Upon black and shining backs poised delicate figures; outflying manes revealed the clasp of jeweled arms, and beside the wild heads of the horses shone the faces of musical nymphs. The streets through which they passed were no longer lined with magnificent buildings. They had entered the oldest part of the Land of Music, which is sparsely settled and where the dwellings are quaint and ancient. Here a primitive people had lived.

“What a ridiculous army!” roared the Lord of Mozart, who led the cavalcade, standing upon his horse and pirouetting. “Look! my good friends! Look!” He pointed ahead.

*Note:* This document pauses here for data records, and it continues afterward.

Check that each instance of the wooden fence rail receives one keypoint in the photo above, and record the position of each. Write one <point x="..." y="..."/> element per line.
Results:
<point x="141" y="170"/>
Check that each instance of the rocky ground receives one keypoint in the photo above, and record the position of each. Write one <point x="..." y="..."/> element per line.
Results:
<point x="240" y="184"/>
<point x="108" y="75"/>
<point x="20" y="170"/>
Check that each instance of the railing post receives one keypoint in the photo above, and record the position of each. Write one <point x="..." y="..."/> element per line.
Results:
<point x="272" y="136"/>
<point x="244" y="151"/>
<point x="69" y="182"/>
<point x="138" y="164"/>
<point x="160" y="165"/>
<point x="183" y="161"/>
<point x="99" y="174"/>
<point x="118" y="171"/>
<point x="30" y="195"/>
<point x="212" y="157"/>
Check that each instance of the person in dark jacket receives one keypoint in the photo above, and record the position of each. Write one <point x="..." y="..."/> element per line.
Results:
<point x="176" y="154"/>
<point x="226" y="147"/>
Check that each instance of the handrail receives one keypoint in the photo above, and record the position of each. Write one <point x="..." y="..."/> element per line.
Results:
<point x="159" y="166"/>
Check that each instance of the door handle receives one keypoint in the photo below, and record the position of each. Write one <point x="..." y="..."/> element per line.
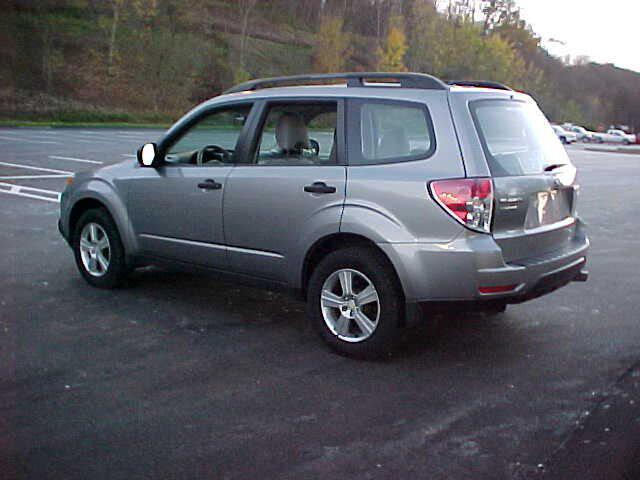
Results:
<point x="319" y="187"/>
<point x="210" y="184"/>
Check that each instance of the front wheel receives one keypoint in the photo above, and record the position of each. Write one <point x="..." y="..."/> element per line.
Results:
<point x="355" y="302"/>
<point x="98" y="249"/>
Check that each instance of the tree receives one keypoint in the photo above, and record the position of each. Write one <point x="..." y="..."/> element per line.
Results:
<point x="332" y="50"/>
<point x="391" y="54"/>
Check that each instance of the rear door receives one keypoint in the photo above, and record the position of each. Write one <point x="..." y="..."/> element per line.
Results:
<point x="533" y="178"/>
<point x="290" y="189"/>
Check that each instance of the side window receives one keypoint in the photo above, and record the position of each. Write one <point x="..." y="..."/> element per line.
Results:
<point x="299" y="134"/>
<point x="211" y="140"/>
<point x="387" y="132"/>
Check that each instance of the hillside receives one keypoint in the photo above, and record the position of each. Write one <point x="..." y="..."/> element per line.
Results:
<point x="149" y="60"/>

There they were, gathering about a structure of considerable extent, an army of dwarfs, with big, oblong, melon-like heads. They carried stilettos fringed with darts, but they were slow of motion and aged. They did not seem to have strength enough to carry about their cumbersome heads. And in numbers they did not reach the half of the army of Mozart.

“So that’s our enemy!” he exclaimed, convulsed with laughter, pirouetting again upon his horse’s back. “We’ll make short work of them. Quick, upon them!”

Like a cloud of black locusts, the vicious army of Mozart fell upon them. They covered them from sight. They smothered them. They dazed them by their numbers and agility. They killed them.

“Now to the house!” he called. “The way is clear.” His eyes shone like steel, and spots of fever dotted his cheeks. He knew that within that ancient dwelling was the lady of his heart.

“Come, my friends!” They rode across the dead bodies of the ancient soldiers, laughing at their ugliness. The ladies pulled high their silken trains lest they be spotted with dust and blood.

“My generals, there within sits the lady of my heart. Bring her out and place her upon the horse beside me.”

The lady they lifted to the saddle in no way resembled the gay court beauties. In her bearing there was something noble.

“Back to the palace!”

Like magic, they covered the distance. In front of the entrance, the Lord of Mozart halted and stood erect in his stirrups, bowing majestically to right and left.